Début trompeur, car reprenant le schéma de ses "Chansons d’Amour" on comprend au bout d’un quart d’heure que rien n’a changé : Honoré va continuer à convier sa troupe d’acteurs habituels dirigée de loin (l’éternel Louis Garrel, Ludivine Sagnier surjouant).
À mélanger frivolité glamour et sérieux mélancolique censé dépeindre le tragique de l’existence.
À aligner scolairement références post-post nouvelle vague (Demy pour le spleen en chansons, Téchiné ou Ozon pour le tourment amoureux et sexuel, Ducastel & Martineau pour le mélange des deux) et recycler sans apport des formules déjà connues.












À développer personnellement très peu d’idées de cinéma en misant tout sur l’aspect immédiat censément "charmant" ou "profond" de scènes se voulant les plus libres possible. Pourtant, au bout de la énième chanson mollement triste, gentiment laborieuse de l’inamovible Alex Beaupain filmée de nuit et approximativement chantée, on se dit qu’Honoré a peu d’idées mais les exploite souvent.

Et que dire de sa volonté de faire sens avec l’évocation du 11 Septembre, tentative d’injecter du poids à son récit familial improbable, sinon qu’elle semble forcée ?
Ainsi que la folie douce festive éparpillée dans le film - les rapports directs du couple Catherine Deneuve-Michel Delpech ou le côté farfelu de Milos Forman - bonne intention mais loin d’être convaincante, ou les tourments se voulant déchirants des amourettes impossibles de Chiara Mastroianni ?
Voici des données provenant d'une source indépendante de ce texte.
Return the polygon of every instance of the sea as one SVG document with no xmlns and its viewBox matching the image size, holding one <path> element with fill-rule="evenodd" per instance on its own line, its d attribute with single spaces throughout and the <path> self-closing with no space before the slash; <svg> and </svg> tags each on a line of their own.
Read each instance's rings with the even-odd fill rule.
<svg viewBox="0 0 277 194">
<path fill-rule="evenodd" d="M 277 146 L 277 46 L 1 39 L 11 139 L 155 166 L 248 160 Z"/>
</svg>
Sentiment d’un film qui ne construit pas grand chose, vite tourné, se contentant d’une ébauche esquissée là où il aurait fallu un eau-forte contrastée, si rarement émouvant et dont la désinvolture affichée peut vite devenir lassante.

En fait la seule et UNIQUE raison qui justifie de passer plus de deux longues heures devant ces "Bien-Aimés", qui dans mon cas portent mal leur titre, c’est pour la présence étonnante d’une Chiara Mastroianni comme jamais vue auparavant à l’écran, et qui justifierait à elle seule le film.

Rayonnante, vive, ironique, joyeusement mélancolique, drôlement triste, voilà enfin un regard pertinent qui capte le talent d’une actrice épanouie toujours juste, là où le reste de la distribution s’avère sans grand relief, maman Deneuve comprise, un peu absente.

À se demander même si l’on ne devrait pas ré-orthographier le titre de ce film - qui aura encore du mal à me réconcilier avec le cinéma de son auteur et plus encore avec l’avis quasi-unanime de la critique ciné - de "Bien-Aimés" en … "Bien-Aimée".

"Les Bien-Aimés" (France, 2011).
Réalisation et scénario : Christophe Honoré. Directeur de la photo : Rémy Chevrin. Compositeur : Alex Beaupain. Production : Why Not Productions. Distributeur : Le Pacte. Durée : 139 mn
Sorti le 24 août

Avec : Chiara Mastroianni (Véra) ; Ludivine Sagnier (Madeleine jeune); Louis Garrel (Clément) ; Catherine Deneuve (Madeleine âgée) ; Milos Forman (Jaromil âgé) ; Michel Delpelch (François) ; Paul Schneider (Henderson).